A Stokes Valley resident who was evacuated from her family home following weeks of torrential rain is putting "on a brave face".
Behind the brave face, there is plenty of uncertainty and trepidation for Jaime Philips.
"We've been in the house for 17-and-a-half years. Before that my mother-in-law built the house, so my husband and sister-in-law grew up there."
She and her husband Tim have also raised their 13-year-old son at the same family property.
"Trying to have my son understand that we're probably not going to go home. It's hard for him."
Philips spends most of her time volunteering, and helping others. But now it's her family on the receiving end of the generosity of others.
"People that we've never met before have messaged and offered (food & accommodation) and it's been overwhelming and wonderful at the same time."
The slip on their property happened after heavy storms lashed the region last month, closing one of the main roads below.

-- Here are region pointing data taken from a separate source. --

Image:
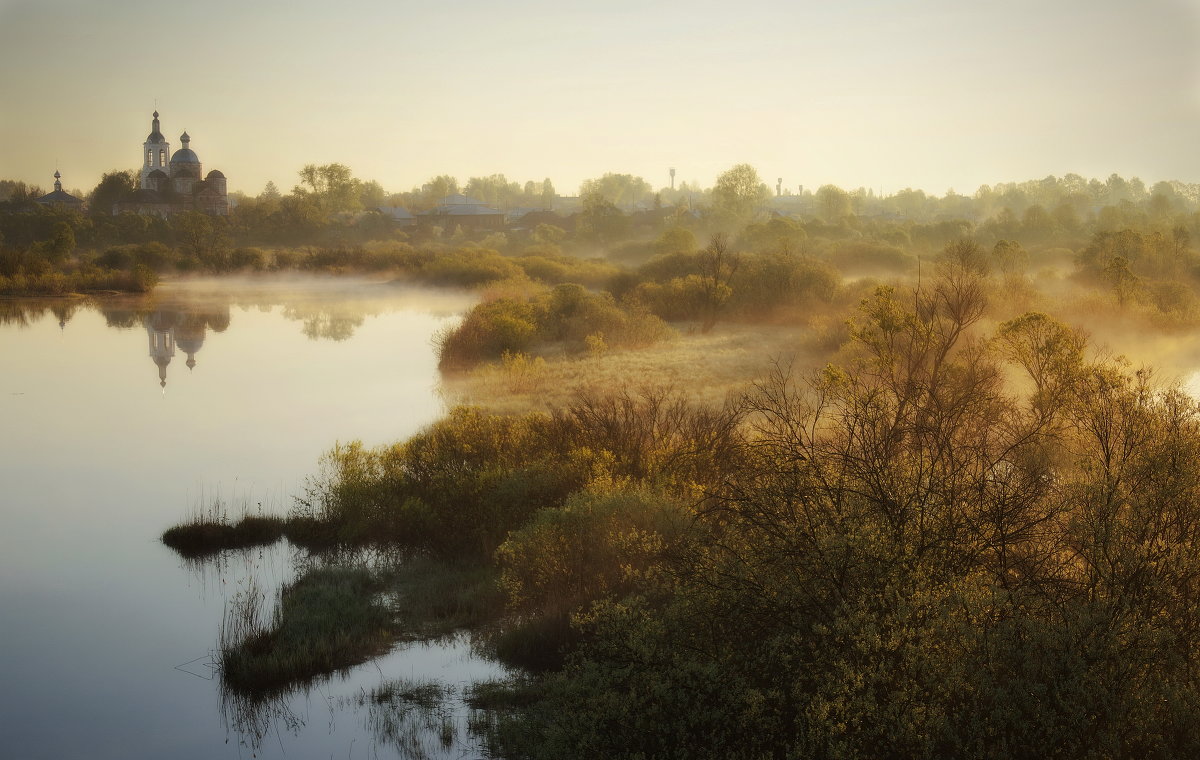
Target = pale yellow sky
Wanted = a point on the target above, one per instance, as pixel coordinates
(933, 94)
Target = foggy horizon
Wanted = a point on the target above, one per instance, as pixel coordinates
(930, 96)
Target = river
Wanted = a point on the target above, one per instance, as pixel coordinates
(120, 418)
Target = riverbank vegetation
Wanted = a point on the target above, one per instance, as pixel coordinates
(826, 486)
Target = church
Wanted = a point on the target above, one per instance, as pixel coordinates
(174, 185)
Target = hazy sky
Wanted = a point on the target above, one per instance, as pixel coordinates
(931, 94)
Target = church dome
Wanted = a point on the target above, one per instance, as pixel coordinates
(185, 155)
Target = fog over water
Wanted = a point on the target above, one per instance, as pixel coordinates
(108, 636)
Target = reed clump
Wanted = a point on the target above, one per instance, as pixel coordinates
(329, 620)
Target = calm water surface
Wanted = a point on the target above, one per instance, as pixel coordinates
(121, 418)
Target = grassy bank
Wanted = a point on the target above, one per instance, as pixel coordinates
(328, 620)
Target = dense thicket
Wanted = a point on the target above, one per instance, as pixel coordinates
(954, 544)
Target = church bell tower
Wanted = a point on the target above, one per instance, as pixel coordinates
(155, 155)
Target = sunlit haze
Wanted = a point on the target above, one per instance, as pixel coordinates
(886, 95)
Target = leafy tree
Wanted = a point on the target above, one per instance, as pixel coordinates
(112, 187)
(622, 190)
(738, 193)
(718, 265)
(333, 185)
(601, 220)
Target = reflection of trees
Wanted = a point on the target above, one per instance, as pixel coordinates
(335, 324)
(324, 316)
(23, 312)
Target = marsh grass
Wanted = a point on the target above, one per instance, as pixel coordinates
(329, 620)
(437, 599)
(193, 540)
(415, 717)
(711, 366)
(211, 528)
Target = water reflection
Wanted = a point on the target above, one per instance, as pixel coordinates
(169, 329)
(102, 622)
(179, 317)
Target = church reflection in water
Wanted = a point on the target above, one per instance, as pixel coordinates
(171, 330)
(180, 325)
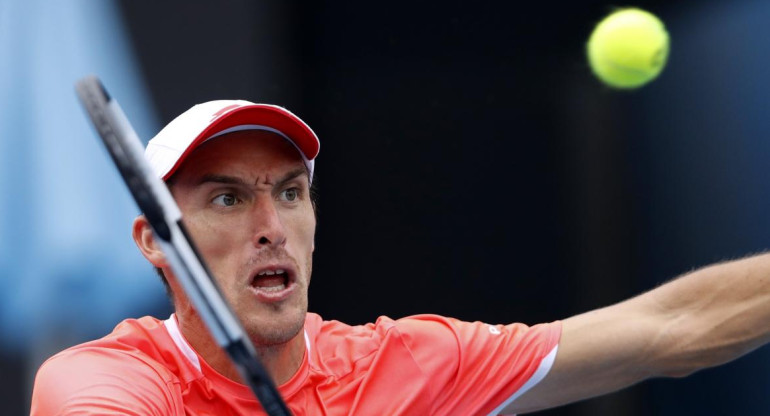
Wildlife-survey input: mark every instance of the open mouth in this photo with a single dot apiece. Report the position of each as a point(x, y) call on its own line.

Following the initial geo-tech reports organised by Hutt City Council, they were advised that they wouldn't be allowed back into their home for the foreseeable future.
The bank is currently supported by cement-lined containers, taking up two of the four lanes of traffic.
"This is obviously a major slip on an important arterial route for our city," said Lower Hutt Mayor Campbell Barry.
The council have offered support to the families affected, including counselling sessions and help with emergency accommodation.
Philips says their accommodation runs out this week, and are having to look at rental properties in the meantime.
They, and the other family impacted are set to attend a hui run by Hutt City Council for Stokes Valley residents on Thursday night, to explain their short, medium and long-term goals to address the issue.
"We want to be really upfront that there's no real quick fix to the situation," Barry said. "We could be talking two, three months to be able to get the road re-opened and safe."
Geotechnical engineer Bruce Simms has been working in Wellington for the past 15 years, and says this is as bad as it's been.
"The last few months has been the most significant slips both in terms of size, and intensity that I've experienced so as an industry we've been busy."
He says anybody worried about the risk of a slip at their property should get a professional opinion.
"It's just part and parcel of living in Wellington in my opinion, hopefully we'll have a break in this rain. It has been very continuous."
Between Wellington and Upper Hutt City Councils, there have been over 100 slips recorded in the past month, with roughly 30 of those deemed significant.